In Amsterdam, more than 30 steel-concrete composite bridges were constructed from 1880-1960 without mechanical connectors and transverse reinforcement. Currently, there are no simplified analytical methods to determine the bearing capacity of these bridges. Thus, the bearing capacity is verified using NLFEM or oversimplified analytical calculations. This research proposes an analytical method to determine the bearing capacity of historic steel-concrete-composite bridges without mechanical connectors to avoid time-consuming FEM calculations and offers reasonable results.

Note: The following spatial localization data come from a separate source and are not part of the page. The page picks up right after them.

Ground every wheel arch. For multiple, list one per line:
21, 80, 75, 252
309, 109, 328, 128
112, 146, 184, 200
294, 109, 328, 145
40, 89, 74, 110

An experimental and numerical study is performed on data from in situ and laboratory testing of samples from two different bridge decks from these Amsterdam bridges. The tests are accompanied by a numerical model that has been studied and adjusted to a more generalized loading case. This study determined that the exterior composite girders are critical due to their lower lateral stiffness.

An analytical model is proposed to examine the behaviour of the exterior composite girder. The model considers a 3-point bending load at midspan between the exterior composite and adjacent girder. The force distribution is described through a compatibility-based strut and tie model (C-STM). The concrete in compression is considered elastic compression struts, only limited by the ultimate load of the model. The concrete in tension is interpreted as a tensile tie, which fails when it exceeds the concrete tensile resistance. Following the failure of the tensile tie, it is assumed that a longitudinal crack propagates between the exterior composite girder and the adjacent girder. Additionally, vertical and lateral stiffness components are included in the model. These account for the flexural stiffness of the exterior and interior composite girder. The vertical stiffness is accounted for as elastic springs, and the lateral stiffness as spring beams. The interior lateral spring beam summarises all the interior composite girders' stiffness, whereas the exterior lateral spring beam only considers the exterior composite girder. Therefore, the configuration assumes that the interior spring beam is significantly stiffer than the exterior. Moreover, the stiffness of the exterior spring beam reduces when the longitudinal cracking occurs, assuming a part of the concrete fails. The C-STM is linked to the cross-section verification of longitudinal shear, biaxial bending and vertical shear resistance in two stages. Stage 1, at the load at longitudinal cracking, determines if the specimen fails at this moment, indicating that there possibly is a brittle failure. Stage 2 is after longitudinal cracking, where the steel-concrete contact perimeters have reduced, and the corresponding resistances accordingly reduce.

The failure modes obtained by the analytical model are comparable to the ones observed during the experimental testing. The analytical model showed that the bridges failed due to biaxial bending limited by partial shear interaction. One of the specimens from the testing yielded due to bending but with limited ductility. The other specimen also yielded due to bending with concrete crushing at the top concrete fibre. Further, the bearing capacities obtained from the analytical model are comparable to the failure loads from the experimental and numerical results.

The model predicts the failure modes and the bearing capacity and can therefore contribute to the assessment of the historic Amsterdam bridges, helping to reduce the assessment time of the bridges and understand their load-bearing behaviour better. Future work should focus on verifying the method by examining more bridges using FEM.